In one of my previous articles, I stated that “a business is NOTHING without a financial plan.” I truly believe that in order for a business to be successful (or at least progress towards success and not failure), it must prepare solid financial statements, which present the overall position, profitability, and health of the company. Similarly, just like a business is NOTHING without a financial plan, a product is NOTHING without a marketing plan.
No matter how great (and revolutionary) a product is, it is NOTHING without a marketing plan. Whether your business targets individuals or other businesses (B2C or B2B), you need a plan to promote your product; people won’t magically discover that you have the greatest product on earth.
When I was first starting off as a small business owner, I didn’t believe in having a detailed, written marketing plan. I thought creating one would be nonsensical. My product was a website that delivered information to youth and adults that wanted to find local recreational sports leagues and activities in their area; I thought I didn’t need a plan because promoting my website would be a breeze. In hindsight, assuming my website would be easy to promote was one of the biggest mistakes I made as a small business owner. I didn’t take into account how hard marketing is; I didn’t take marketing seriously.
Creating and running a successful marketing campaign is one of the most difficult aspects of running a business, especially if you’re an inexperienced entrepreneur or small business owner. Why? Because you don’t have the marketing resources to compete with many of the larger, experienced, more established firms out there, which means you’re already at a disadvantage. I’m not saying impossible to successfully reach your target market, I’m just saying be prepared to work your tail off, especially in the beginning.

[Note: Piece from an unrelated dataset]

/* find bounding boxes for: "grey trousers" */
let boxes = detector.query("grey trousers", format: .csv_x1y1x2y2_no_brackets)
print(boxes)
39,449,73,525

A Detailed Marketing Plan is Necessary
The reason you need a detailed, written marketing plan is because in order to reach your target market (your main customers), you need a descriptive, well thought-out blueprint of promotional procedures that you’re going to execute. Consumers aren’t going to come to you just because you started a business and have a great product; they don’t know you exist. Trust me, I’ve been where you are; I know what you’re thinking…social media, right? You’re thinking that all you have to do is create a business page on Facebook and Twitter, create a few interesting post and tweets (with pictures), and everything will be fine; people will come running to your product. That is exactly what I thought; I was so naïve back then. That’s not a realistic scenario. It won’t work. In fact, because of the Facebook and Twitter algorithms, majority of your fans and followers will never see the content you post (which is why you shouldn’t fall in love with Facebook and Twitter). Social media is a great tool for reaching your customers, but it can’t be your only tactic. Creating a detailed, written marketing plan forces you to look beyond social media and think of other creative ways to reach your customers. Marketing isn’t as simple as tweeting pictures of your product to a couple of your followers or messaging a couple of your friends on Facebook to Like your company’s fan page; Marketing is so much more.
A Brief Summary of Marketing
Marketing is the overall approach that a business takes to reach its target market. The purpose of marketing is to encourage the consumer to act in a particular way that benefits the business. Some marketing efforts encourage consumers to buy a product, while some may focus on educating the consumer on the benefits of the product. Whatever section of the buying cycle a consumer is in, he or she should come across an ad that encourages an act that benefits the bottom line of the business. That’s the goal of marketing. Marketing takes many forms; there’s offline marketing, such as billboard ads, print ads (newspapers and magazines), television commercial, radio ads, promotional events, etc. Then there’s online (digital) marketing, such as banner ads (pay-per-click or impression), search engine marketing, search engine optimization, social media marketing, blogging, content creation and content marketing, email marketing, etc. A good marketing plan doesn’t utilize one form of marketing; it encompasses many forms of marketing, as each form has its strengths.